Cucina tipica a Palermo

Da Trattoria Piccolo Napoli si possono gustare i piatti della cucina tipica di Palermo oltre al pesce fresco di giornata. All'ingresso del locale si trova un banchetto dove è esposto il pesce e il buffet degli antipasti con i vassoi di caponata di melanzane, carciofi attuppati, frittedda di fave, piselli e carciofi. 
La caponata è fatta con ortaggi fritti, in particolar modo di melanzane, conditi con passata di pomodoro, sedano, cipolla, olive e capperi, in salsa agrodolce. Questo piatto di solito viene considerato come un contorno o un antipasto, ma in passato era un piatto unico e veniva mangiato utilizzando del pane. L’etimologia della parola caponata è spagnola e significa affine, infatti, con il nome di caponata veniva chiamata la lampuga, un pesce che era servito sulle tavole dell'aristocrazia in salsa agrodolce. I poveri non avendo adisposizione questo cibo pregiato lo sostituirono con le più economiche melanzane. Esistono diversi tipi di caponata quante sono le città siciliane e, quella palermitana è la più semplice. Viene fatta con melanzane, olive verdi o bianche, cipolla, sedano, capperi, salsa di pomodoro, olio, sale, aceto e zucchero e, in alcune varianti, viene aggiunto basilico, pinoli e mandorle tostate grattugiate. Le melanzane devono essere tagliate a tocchi grandi, le olive siciliane sono intere e schiacciate ma senza osso e i tocchetti di sedano ben visibili. È stato grazie all’attività iniziata nel 1896 da un’antica famiglia di conservieri di Palermo che la caponata è diventata celebre in tutto il mondo, poiché fu  inscatolata in lattine saldate a mano, e commercializzata all’estero. 

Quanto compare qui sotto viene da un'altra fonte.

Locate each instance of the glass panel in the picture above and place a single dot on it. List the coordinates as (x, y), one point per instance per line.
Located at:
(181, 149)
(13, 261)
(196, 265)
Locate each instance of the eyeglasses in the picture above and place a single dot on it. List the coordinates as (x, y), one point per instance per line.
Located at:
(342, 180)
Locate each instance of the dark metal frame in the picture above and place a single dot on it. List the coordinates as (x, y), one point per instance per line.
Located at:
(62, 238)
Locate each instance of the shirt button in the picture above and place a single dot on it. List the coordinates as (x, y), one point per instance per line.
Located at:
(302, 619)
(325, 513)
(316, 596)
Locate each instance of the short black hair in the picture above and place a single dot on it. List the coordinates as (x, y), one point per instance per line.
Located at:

La frittedda è fatta combinando fave piselli e carciofi, con l’agrodolce ottenuto con aceto zuccherato. Avendo un sapore molto particolare questo piatto è divenuto al contempo uno dei più semplici e rappresentativi della cucina tipica di Palermo. In passato veniva preparato in occasione di festività di San Giuseppe, infatti, perché riesca bene gli ingredienti devono essere freschissimi, tipici proprio di questo periodo dell’anno. 
I carciofi attuppati o tappati vengono così chiamati perché l’uovo sbattuto è usato, dopo essere stato fritto, per tappare il carciofo che precedentemente è stato riempito con del condimento simile al ragù. Il medesimo procedimento è impiegato anche per cucinare le Madonie, dove sono chiamati carciofi a polpetta, con ingredienti e la cottura uguali a quelli palermitani. La differenza sta nella preparazione poiché i carciofi vengono tagliati a metà, farciti, soffritti e ricomposti, unendo le due metà con un filo da cucina e infine cotti nella salsa di pomodoro. Il tipico carciofo di Palermo che viene usato anche in questo piatto è quello spinoso, molto tenero con foglie consistenti e carnose e gambo ben sodo.
Da Trattoria Piccolo Napoli chi lo desidera può ordinare alla carta, ma la maggior parte dei clienti abituali preferisce farsi consigliare dai titolari, come si addice ad un classico locale a gestione familiare.